Fast forward several years and enter Mabel, our inaugural 21st century beagle, who we got from BREW (Beagle Rescue, Education and Welfare). Mabel was found abandoned somewhere in Ohio, had had mammary tumors, was about 6 years old, and was very, very shy, damaged, and unsure. Mabel was probably mistreated by a woman, because she never completely trusted me, no matter what I did for her. I recall one day, sitting on the floor with her, holding her and asking her, "Why can't you love me?" through a cascade of tears. Mabel died of canine lymphoma. The day before she died, we took her to the forest preserver and took her photo at the far end of a bridge. We didn't know it would become her rainbow bridge.

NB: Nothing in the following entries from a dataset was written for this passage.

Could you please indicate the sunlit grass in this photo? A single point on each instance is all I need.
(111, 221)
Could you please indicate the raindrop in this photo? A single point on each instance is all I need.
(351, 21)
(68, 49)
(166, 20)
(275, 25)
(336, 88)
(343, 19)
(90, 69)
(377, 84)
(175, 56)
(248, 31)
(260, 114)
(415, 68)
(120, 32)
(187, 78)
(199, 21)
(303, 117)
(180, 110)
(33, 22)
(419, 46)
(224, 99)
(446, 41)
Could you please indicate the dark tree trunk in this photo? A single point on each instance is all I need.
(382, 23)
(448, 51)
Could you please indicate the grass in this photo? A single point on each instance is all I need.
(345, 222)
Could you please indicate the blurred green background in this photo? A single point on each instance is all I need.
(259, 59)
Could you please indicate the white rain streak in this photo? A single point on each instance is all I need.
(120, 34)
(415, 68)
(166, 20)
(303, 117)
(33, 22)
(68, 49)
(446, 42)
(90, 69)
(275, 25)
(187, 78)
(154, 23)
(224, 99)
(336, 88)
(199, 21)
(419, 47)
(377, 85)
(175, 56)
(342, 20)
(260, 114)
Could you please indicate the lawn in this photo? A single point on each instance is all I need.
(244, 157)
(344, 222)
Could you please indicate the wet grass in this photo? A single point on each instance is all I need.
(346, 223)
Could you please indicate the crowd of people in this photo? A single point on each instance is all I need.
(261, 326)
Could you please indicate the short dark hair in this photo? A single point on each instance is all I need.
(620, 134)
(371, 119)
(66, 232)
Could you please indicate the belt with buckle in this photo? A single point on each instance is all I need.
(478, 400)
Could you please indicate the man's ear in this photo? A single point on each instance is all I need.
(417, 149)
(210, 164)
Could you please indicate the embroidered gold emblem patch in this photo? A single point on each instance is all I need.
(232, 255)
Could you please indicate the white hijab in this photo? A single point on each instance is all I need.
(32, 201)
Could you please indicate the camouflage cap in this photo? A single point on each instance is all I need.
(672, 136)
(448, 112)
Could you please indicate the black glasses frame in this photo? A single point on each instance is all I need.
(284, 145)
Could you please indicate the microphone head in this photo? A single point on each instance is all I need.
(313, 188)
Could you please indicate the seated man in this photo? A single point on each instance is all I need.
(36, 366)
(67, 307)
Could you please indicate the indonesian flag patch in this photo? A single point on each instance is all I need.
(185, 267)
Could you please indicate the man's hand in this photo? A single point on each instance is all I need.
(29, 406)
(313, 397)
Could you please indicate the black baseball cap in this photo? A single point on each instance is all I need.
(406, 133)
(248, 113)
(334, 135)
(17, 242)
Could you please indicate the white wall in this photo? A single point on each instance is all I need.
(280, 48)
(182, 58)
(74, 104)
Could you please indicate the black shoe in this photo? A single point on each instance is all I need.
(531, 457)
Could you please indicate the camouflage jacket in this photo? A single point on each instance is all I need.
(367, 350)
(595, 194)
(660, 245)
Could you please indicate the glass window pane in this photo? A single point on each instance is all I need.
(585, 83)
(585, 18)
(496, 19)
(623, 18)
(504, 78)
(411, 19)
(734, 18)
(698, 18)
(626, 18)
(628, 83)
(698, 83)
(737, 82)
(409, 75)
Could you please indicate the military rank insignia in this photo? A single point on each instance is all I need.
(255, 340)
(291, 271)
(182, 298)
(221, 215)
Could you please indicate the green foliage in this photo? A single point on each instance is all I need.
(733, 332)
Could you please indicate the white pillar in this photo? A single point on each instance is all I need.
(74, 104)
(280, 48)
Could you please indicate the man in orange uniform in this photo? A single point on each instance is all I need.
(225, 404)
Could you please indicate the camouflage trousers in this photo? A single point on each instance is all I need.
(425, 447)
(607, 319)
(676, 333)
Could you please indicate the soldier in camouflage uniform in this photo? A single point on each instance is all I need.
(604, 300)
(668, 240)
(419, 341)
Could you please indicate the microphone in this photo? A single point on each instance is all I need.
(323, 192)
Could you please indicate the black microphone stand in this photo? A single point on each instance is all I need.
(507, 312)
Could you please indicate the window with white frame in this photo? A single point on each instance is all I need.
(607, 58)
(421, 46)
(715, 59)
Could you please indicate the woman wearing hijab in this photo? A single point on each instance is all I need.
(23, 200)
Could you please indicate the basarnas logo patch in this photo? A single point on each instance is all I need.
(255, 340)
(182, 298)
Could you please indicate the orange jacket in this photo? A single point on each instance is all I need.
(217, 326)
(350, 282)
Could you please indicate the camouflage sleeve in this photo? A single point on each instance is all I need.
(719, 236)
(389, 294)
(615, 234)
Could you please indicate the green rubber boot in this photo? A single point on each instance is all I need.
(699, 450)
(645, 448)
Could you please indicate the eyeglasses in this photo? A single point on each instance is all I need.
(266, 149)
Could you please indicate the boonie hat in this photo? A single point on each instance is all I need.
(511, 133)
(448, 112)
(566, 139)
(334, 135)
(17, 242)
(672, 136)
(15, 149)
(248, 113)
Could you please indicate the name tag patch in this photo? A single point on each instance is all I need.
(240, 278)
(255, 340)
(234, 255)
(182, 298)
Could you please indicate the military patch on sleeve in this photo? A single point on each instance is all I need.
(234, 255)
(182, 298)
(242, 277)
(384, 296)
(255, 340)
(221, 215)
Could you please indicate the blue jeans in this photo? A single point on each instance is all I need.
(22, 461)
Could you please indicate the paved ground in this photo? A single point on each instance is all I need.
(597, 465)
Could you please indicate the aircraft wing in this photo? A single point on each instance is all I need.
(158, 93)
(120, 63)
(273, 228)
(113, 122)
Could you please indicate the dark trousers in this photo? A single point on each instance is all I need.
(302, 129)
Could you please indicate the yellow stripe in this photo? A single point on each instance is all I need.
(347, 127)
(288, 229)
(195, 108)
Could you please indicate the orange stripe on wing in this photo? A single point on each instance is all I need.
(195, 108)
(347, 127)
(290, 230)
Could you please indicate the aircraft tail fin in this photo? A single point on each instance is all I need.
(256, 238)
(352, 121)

And now there's Ivy, who we also rescued from BREW, although now they've got the moniker of Midwest Beagle Rescue, Education and Welfare and can be found here: http://gotbeagles.org/ In some ways, the other dogs were a kind of proving ground for Ivy. Because she's smart and sometimes aloof like Tootsie, a little goofy like Taffy (She's a puzzlement; I'm still not convinced she's a scent hound. She'll pass up obvious stinky treats right in front of her because she gets too wound up looking for the thing), a sweet angel like Penny, and nervous like Mabel, with the same horrible separation anxiety. Ivy is all that, plus blessed by a special kindness and gentleness that I've rarely seen in such a little one. And she draws people to her. She can be in a throng of beagles, and people will go straight to her, pick her up, and remark about her beauty and sweetness. She's got this "it" factor. In some ways, she's more of a beagle superstar than Snoopy.
Those are the beagles I've known and loved. Ivy is the present. I don 't know who'll be in the future. And, right now, I'm grateful for every snuggle, every odd little snort, every awkward doggy dance (due to her adorable bowed legs). The present with Ivy is just that: a golden, true, god-sent present.